Two recent examples popped up in my life. True Grit, staring Jeff Bridges, has popped up on Netflix and I ended up watching it again. I’m not really a fan of westerns, but as the film has a bit of Norse Symbolism in it, I decided to watch it again. The story of a one eyed old man who presides over the hanging of men and often enters a state of frenzy, and a young woman who makes the law dance for her even as she hard-lines the concept of justice on a quest that costs her a hand, joined by a braggart defender of man in pursuit of a fugitive. Not all could, or would see, those who walk in the shadows of this play. But even if their inclusion was not intentional, they still found a way in.

Another example from a few weeks ago came when I was playing DnD. We’re currently playing around in the Feywild in the DnD Encounters run, and we came across a “Hag.” Now, that’s not all that unusual, as DnD is full of all manner of magical creatures. What made this unusual is that this “Hag” upon one side of her body bore the look of a beautiful young maiden, but the other half was old and aged and even decaying. Instantly, I spoke in surprise at the appearance of Lady Hel, the Norse Goddess of Death, and one of the Gods that I am drawn too. While the Game Master didn’t know who I was talking about, one of the other gamers did. And while I am not one of those who agrees that Hel is half flesh and half decay, but rather that she is half healthy skin, and half the frozen black (but not decayed) of a corpse, I am aware that some see her differently. Thus did Hel appear in my DnD game. At least to me. The only real questions now are why did she show up, and what should I do about it. Perhaps she will show up again, since that’s who we are playing against it seems.

One example that got me thinking also was a movie called the Wild Hunt, a little Canadian film about a group of Larpers out for a weekend that ends up going horribly wrong. That movie is full of Pagan imagery, and during the events of the movie I began to wonder if in it the Gods had shown up for real, beyond just the playing of those in the story. During parts of it, one character who is obsessed with the Vikings and their culture, with a tendency to call upon Thor (with great ham) hears the sound of banging and he believes it to be thunder, when in reality it is just a loose door banging shut repeatedly.

Yet, I found myself wondering if that made what he heard an illusion, or if there was something more to it. Is it reality that is important, or belief. And who is to say that Thor wasn’t causing the wind to bang the door, making the sound of ‘thunder’ for his follower. Indeed, because of the ‘thunder’ he hear, this character began a chain of events to retrieve “Mjolnir” which in turn plays a key role in the story.

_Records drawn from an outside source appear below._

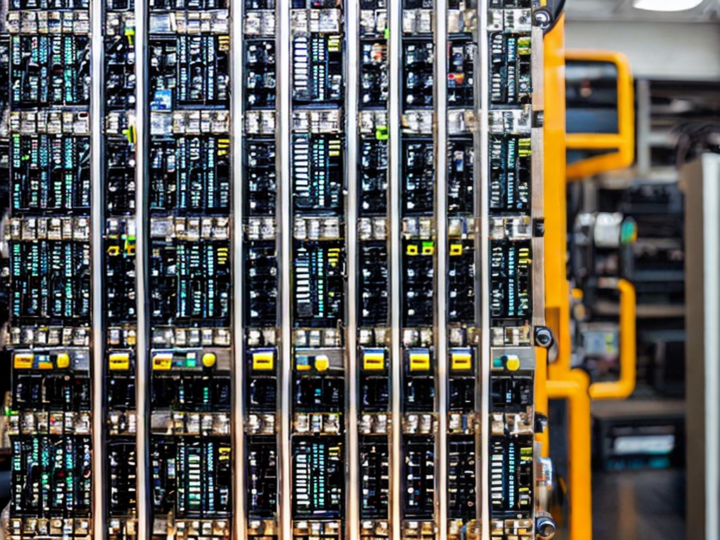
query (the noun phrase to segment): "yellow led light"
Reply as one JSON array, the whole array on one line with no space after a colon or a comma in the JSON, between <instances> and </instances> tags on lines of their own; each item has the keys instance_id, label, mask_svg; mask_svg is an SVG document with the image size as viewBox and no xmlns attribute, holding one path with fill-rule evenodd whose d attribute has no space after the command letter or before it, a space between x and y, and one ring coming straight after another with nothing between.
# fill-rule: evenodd
<instances>
[{"instance_id":1,"label":"yellow led light","mask_svg":"<svg viewBox=\"0 0 720 540\"><path fill-rule=\"evenodd\" d=\"M505 360L505 366L508 372L516 372L520 369L520 359L516 356L509 356Z\"/></svg>"},{"instance_id":2,"label":"yellow led light","mask_svg":"<svg viewBox=\"0 0 720 540\"><path fill-rule=\"evenodd\" d=\"M275 359L271 351L253 353L253 369L269 371L275 366Z\"/></svg>"},{"instance_id":3,"label":"yellow led light","mask_svg":"<svg viewBox=\"0 0 720 540\"><path fill-rule=\"evenodd\" d=\"M366 371L377 371L385 367L385 355L382 351L368 351L363 354L363 369Z\"/></svg>"},{"instance_id":4,"label":"yellow led light","mask_svg":"<svg viewBox=\"0 0 720 540\"><path fill-rule=\"evenodd\" d=\"M330 367L330 359L324 354L319 354L315 356L315 366L318 372L326 372Z\"/></svg>"}]
</instances>

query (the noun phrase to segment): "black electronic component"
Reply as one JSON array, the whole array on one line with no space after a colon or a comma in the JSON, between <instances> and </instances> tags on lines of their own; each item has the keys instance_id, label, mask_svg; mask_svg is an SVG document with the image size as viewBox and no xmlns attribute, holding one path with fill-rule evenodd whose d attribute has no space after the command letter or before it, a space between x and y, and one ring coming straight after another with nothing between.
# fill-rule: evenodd
<instances>
[{"instance_id":1,"label":"black electronic component","mask_svg":"<svg viewBox=\"0 0 720 540\"><path fill-rule=\"evenodd\" d=\"M89 411L90 376L87 366L84 370L54 369L64 353L16 353L12 377L12 402L24 411L57 413ZM32 358L34 368L17 367L19 358Z\"/></svg>"},{"instance_id":2,"label":"black electronic component","mask_svg":"<svg viewBox=\"0 0 720 540\"><path fill-rule=\"evenodd\" d=\"M253 348L247 352L248 381L246 407L248 410L274 414L278 403L276 356L274 348Z\"/></svg>"},{"instance_id":3,"label":"black electronic component","mask_svg":"<svg viewBox=\"0 0 720 540\"><path fill-rule=\"evenodd\" d=\"M232 276L228 243L153 240L153 324L229 326Z\"/></svg>"},{"instance_id":4,"label":"black electronic component","mask_svg":"<svg viewBox=\"0 0 720 540\"><path fill-rule=\"evenodd\" d=\"M153 441L153 505L178 518L228 516L230 446L221 439Z\"/></svg>"},{"instance_id":5,"label":"black electronic component","mask_svg":"<svg viewBox=\"0 0 720 540\"><path fill-rule=\"evenodd\" d=\"M448 516L474 519L477 500L475 441L472 438L462 438L449 444Z\"/></svg>"},{"instance_id":6,"label":"black electronic component","mask_svg":"<svg viewBox=\"0 0 720 540\"><path fill-rule=\"evenodd\" d=\"M135 238L124 222L105 238L105 315L111 325L132 323L136 317Z\"/></svg>"},{"instance_id":7,"label":"black electronic component","mask_svg":"<svg viewBox=\"0 0 720 540\"><path fill-rule=\"evenodd\" d=\"M296 212L341 210L343 142L337 136L292 135L293 204Z\"/></svg>"},{"instance_id":8,"label":"black electronic component","mask_svg":"<svg viewBox=\"0 0 720 540\"><path fill-rule=\"evenodd\" d=\"M530 377L494 377L490 383L492 412L525 412L533 403L533 379Z\"/></svg>"},{"instance_id":9,"label":"black electronic component","mask_svg":"<svg viewBox=\"0 0 720 540\"><path fill-rule=\"evenodd\" d=\"M474 242L451 240L448 250L448 321L472 324L475 317Z\"/></svg>"},{"instance_id":10,"label":"black electronic component","mask_svg":"<svg viewBox=\"0 0 720 540\"><path fill-rule=\"evenodd\" d=\"M150 153L150 207L167 215L230 212L230 139L154 138Z\"/></svg>"},{"instance_id":11,"label":"black electronic component","mask_svg":"<svg viewBox=\"0 0 720 540\"><path fill-rule=\"evenodd\" d=\"M313 4L317 2L313 1ZM292 99L297 104L339 103L343 97L343 37L298 33L292 37Z\"/></svg>"},{"instance_id":12,"label":"black electronic component","mask_svg":"<svg viewBox=\"0 0 720 540\"><path fill-rule=\"evenodd\" d=\"M432 519L435 509L435 445L418 437L405 442L402 464L405 518Z\"/></svg>"},{"instance_id":13,"label":"black electronic component","mask_svg":"<svg viewBox=\"0 0 720 540\"><path fill-rule=\"evenodd\" d=\"M256 3L256 2L253 2ZM227 0L150 0L150 10L153 12L187 9L204 11L207 9L227 9Z\"/></svg>"},{"instance_id":14,"label":"black electronic component","mask_svg":"<svg viewBox=\"0 0 720 540\"><path fill-rule=\"evenodd\" d=\"M344 245L296 242L294 253L295 326L334 328L343 317Z\"/></svg>"},{"instance_id":15,"label":"black electronic component","mask_svg":"<svg viewBox=\"0 0 720 540\"><path fill-rule=\"evenodd\" d=\"M152 407L173 411L218 412L230 410L229 372L205 369L154 374Z\"/></svg>"},{"instance_id":16,"label":"black electronic component","mask_svg":"<svg viewBox=\"0 0 720 540\"><path fill-rule=\"evenodd\" d=\"M272 242L253 242L246 248L246 320L274 326L277 321L277 256Z\"/></svg>"},{"instance_id":17,"label":"black electronic component","mask_svg":"<svg viewBox=\"0 0 720 540\"><path fill-rule=\"evenodd\" d=\"M384 107L387 103L390 80L387 71L387 41L368 41L361 45L360 104L363 107Z\"/></svg>"},{"instance_id":18,"label":"black electronic component","mask_svg":"<svg viewBox=\"0 0 720 540\"><path fill-rule=\"evenodd\" d=\"M361 413L387 413L390 389L387 352L382 348L364 348L360 371L360 410Z\"/></svg>"},{"instance_id":19,"label":"black electronic component","mask_svg":"<svg viewBox=\"0 0 720 540\"><path fill-rule=\"evenodd\" d=\"M275 141L264 139L246 141L243 158L247 179L244 198L246 215L274 215L277 198Z\"/></svg>"},{"instance_id":20,"label":"black electronic component","mask_svg":"<svg viewBox=\"0 0 720 540\"><path fill-rule=\"evenodd\" d=\"M490 35L490 99L493 104L528 103L531 99L531 37Z\"/></svg>"},{"instance_id":21,"label":"black electronic component","mask_svg":"<svg viewBox=\"0 0 720 540\"><path fill-rule=\"evenodd\" d=\"M532 438L520 441L492 437L488 467L493 518L503 513L517 518L519 512L531 512L534 492Z\"/></svg>"},{"instance_id":22,"label":"black electronic component","mask_svg":"<svg viewBox=\"0 0 720 540\"><path fill-rule=\"evenodd\" d=\"M529 138L491 135L490 207L495 211L530 208Z\"/></svg>"},{"instance_id":23,"label":"black electronic component","mask_svg":"<svg viewBox=\"0 0 720 540\"><path fill-rule=\"evenodd\" d=\"M472 140L448 141L449 214L472 214L475 207L474 168Z\"/></svg>"},{"instance_id":24,"label":"black electronic component","mask_svg":"<svg viewBox=\"0 0 720 540\"><path fill-rule=\"evenodd\" d=\"M245 100L248 109L275 107L275 42L248 41L245 46Z\"/></svg>"},{"instance_id":25,"label":"black electronic component","mask_svg":"<svg viewBox=\"0 0 720 540\"><path fill-rule=\"evenodd\" d=\"M90 510L89 437L40 436L13 441L11 509L18 516L81 516Z\"/></svg>"},{"instance_id":26,"label":"black electronic component","mask_svg":"<svg viewBox=\"0 0 720 540\"><path fill-rule=\"evenodd\" d=\"M387 245L384 242L365 243L362 245L358 268L361 302L359 318L361 325L387 324L390 315Z\"/></svg>"},{"instance_id":27,"label":"black electronic component","mask_svg":"<svg viewBox=\"0 0 720 540\"><path fill-rule=\"evenodd\" d=\"M149 43L150 109L229 104L230 37L152 37Z\"/></svg>"},{"instance_id":28,"label":"black electronic component","mask_svg":"<svg viewBox=\"0 0 720 540\"><path fill-rule=\"evenodd\" d=\"M137 497L138 458L135 441L112 441L107 445L110 483L110 514L124 515L134 508Z\"/></svg>"},{"instance_id":29,"label":"black electronic component","mask_svg":"<svg viewBox=\"0 0 720 540\"><path fill-rule=\"evenodd\" d=\"M524 8L529 9L533 6L532 0L490 0L488 7L493 9Z\"/></svg>"},{"instance_id":30,"label":"black electronic component","mask_svg":"<svg viewBox=\"0 0 720 540\"><path fill-rule=\"evenodd\" d=\"M474 66L477 45L455 38L448 44L448 107L474 107Z\"/></svg>"},{"instance_id":31,"label":"black electronic component","mask_svg":"<svg viewBox=\"0 0 720 540\"><path fill-rule=\"evenodd\" d=\"M490 243L490 315L528 319L532 311L530 241Z\"/></svg>"},{"instance_id":32,"label":"black electronic component","mask_svg":"<svg viewBox=\"0 0 720 540\"><path fill-rule=\"evenodd\" d=\"M105 37L105 109L130 110L135 107L134 28L118 28Z\"/></svg>"},{"instance_id":33,"label":"black electronic component","mask_svg":"<svg viewBox=\"0 0 720 540\"><path fill-rule=\"evenodd\" d=\"M105 197L109 215L135 212L135 145L126 138L105 139Z\"/></svg>"},{"instance_id":34,"label":"black electronic component","mask_svg":"<svg viewBox=\"0 0 720 540\"><path fill-rule=\"evenodd\" d=\"M366 215L387 213L387 140L363 138L360 145L360 208Z\"/></svg>"},{"instance_id":35,"label":"black electronic component","mask_svg":"<svg viewBox=\"0 0 720 540\"><path fill-rule=\"evenodd\" d=\"M14 324L90 320L90 245L71 240L14 242L11 315Z\"/></svg>"},{"instance_id":36,"label":"black electronic component","mask_svg":"<svg viewBox=\"0 0 720 540\"><path fill-rule=\"evenodd\" d=\"M277 506L277 451L273 437L254 437L248 445L248 513L272 518Z\"/></svg>"},{"instance_id":37,"label":"black electronic component","mask_svg":"<svg viewBox=\"0 0 720 540\"><path fill-rule=\"evenodd\" d=\"M292 511L296 519L339 518L345 504L343 443L336 437L292 441Z\"/></svg>"},{"instance_id":38,"label":"black electronic component","mask_svg":"<svg viewBox=\"0 0 720 540\"><path fill-rule=\"evenodd\" d=\"M406 108L431 107L435 49L432 42L404 40L402 102Z\"/></svg>"},{"instance_id":39,"label":"black electronic component","mask_svg":"<svg viewBox=\"0 0 720 540\"><path fill-rule=\"evenodd\" d=\"M390 452L387 440L360 443L360 518L387 518L390 493Z\"/></svg>"},{"instance_id":40,"label":"black electronic component","mask_svg":"<svg viewBox=\"0 0 720 540\"><path fill-rule=\"evenodd\" d=\"M451 348L449 356L448 410L451 413L472 414L477 409L475 350L469 347Z\"/></svg>"},{"instance_id":41,"label":"black electronic component","mask_svg":"<svg viewBox=\"0 0 720 540\"><path fill-rule=\"evenodd\" d=\"M433 324L435 266L431 240L405 240L402 259L404 327Z\"/></svg>"},{"instance_id":42,"label":"black electronic component","mask_svg":"<svg viewBox=\"0 0 720 540\"><path fill-rule=\"evenodd\" d=\"M431 348L403 351L403 411L431 413L435 410L434 356Z\"/></svg>"},{"instance_id":43,"label":"black electronic component","mask_svg":"<svg viewBox=\"0 0 720 540\"><path fill-rule=\"evenodd\" d=\"M10 148L14 211L87 213L89 137L14 134Z\"/></svg>"},{"instance_id":44,"label":"black electronic component","mask_svg":"<svg viewBox=\"0 0 720 540\"><path fill-rule=\"evenodd\" d=\"M13 35L11 50L13 107L89 103L89 37Z\"/></svg>"},{"instance_id":45,"label":"black electronic component","mask_svg":"<svg viewBox=\"0 0 720 540\"><path fill-rule=\"evenodd\" d=\"M432 214L435 195L435 153L432 140L402 143L403 215Z\"/></svg>"},{"instance_id":46,"label":"black electronic component","mask_svg":"<svg viewBox=\"0 0 720 540\"><path fill-rule=\"evenodd\" d=\"M403 9L432 9L433 0L402 0Z\"/></svg>"}]
</instances>

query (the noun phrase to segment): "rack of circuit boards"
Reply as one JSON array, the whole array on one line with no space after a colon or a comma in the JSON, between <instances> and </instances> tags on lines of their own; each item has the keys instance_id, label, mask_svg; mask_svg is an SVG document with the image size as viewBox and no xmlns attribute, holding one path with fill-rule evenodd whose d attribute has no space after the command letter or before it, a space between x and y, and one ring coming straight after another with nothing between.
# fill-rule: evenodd
<instances>
[{"instance_id":1,"label":"rack of circuit boards","mask_svg":"<svg viewBox=\"0 0 720 540\"><path fill-rule=\"evenodd\" d=\"M4 1L9 539L550 537L542 2Z\"/></svg>"}]
</instances>

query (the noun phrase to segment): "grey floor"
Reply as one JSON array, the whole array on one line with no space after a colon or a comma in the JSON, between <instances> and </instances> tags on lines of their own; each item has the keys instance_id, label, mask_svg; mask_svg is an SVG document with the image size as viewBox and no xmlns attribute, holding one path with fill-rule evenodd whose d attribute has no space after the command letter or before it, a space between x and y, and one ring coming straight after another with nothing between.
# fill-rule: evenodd
<instances>
[{"instance_id":1,"label":"grey floor","mask_svg":"<svg viewBox=\"0 0 720 540\"><path fill-rule=\"evenodd\" d=\"M681 469L595 472L594 540L683 540Z\"/></svg>"}]
</instances>

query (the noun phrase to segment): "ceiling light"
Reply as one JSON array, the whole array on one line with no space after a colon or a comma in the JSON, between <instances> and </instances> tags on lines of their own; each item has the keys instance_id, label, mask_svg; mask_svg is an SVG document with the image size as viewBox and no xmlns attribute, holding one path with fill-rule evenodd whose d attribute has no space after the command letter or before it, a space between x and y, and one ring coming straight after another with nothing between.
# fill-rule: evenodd
<instances>
[{"instance_id":1,"label":"ceiling light","mask_svg":"<svg viewBox=\"0 0 720 540\"><path fill-rule=\"evenodd\" d=\"M703 3L703 0L633 0L636 9L650 12L684 12Z\"/></svg>"}]
</instances>

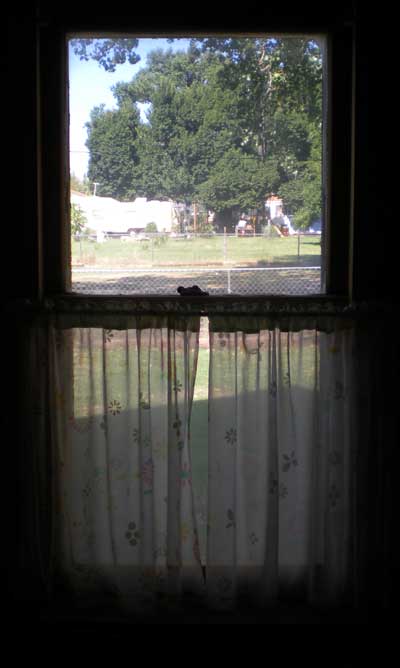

Also, another faction in the game seeks to summon the “Wild Hunt” led by the Horned God, which will grant them great bonuses in combat the next day. The Hunt is summoned by a blood sacrifice, which is faked at first, but later *spoiler alert* is made horrifyingly real. And right after that sacrifice, frenzy takes that faction, who go on to enact actual violence upon the others playing. Was this mere human psychology at work, where a group of frustrated players who had been cheated snapped, or did the Horned God truly bring forth the Wild Hunt with the offering of blood and that unleashed these people?

“In the end, he could not escape the Hammer of Thor.”

Ultimately, there’s even more to the story, but that’s all I’m touching here.

If we are close to a God or Spirit, we tend to see them in the world around us at times. A movie may speak to us, or a book. Sometimes they reveal themselves overtly, as Odin does in the Dresden files. Sometimes it’s hidden, like Hel in my DnD game. Are they there because we see them, as with the door in the Wild Hunt, or are they there without us even having to see them, as with the rampage in that same movie?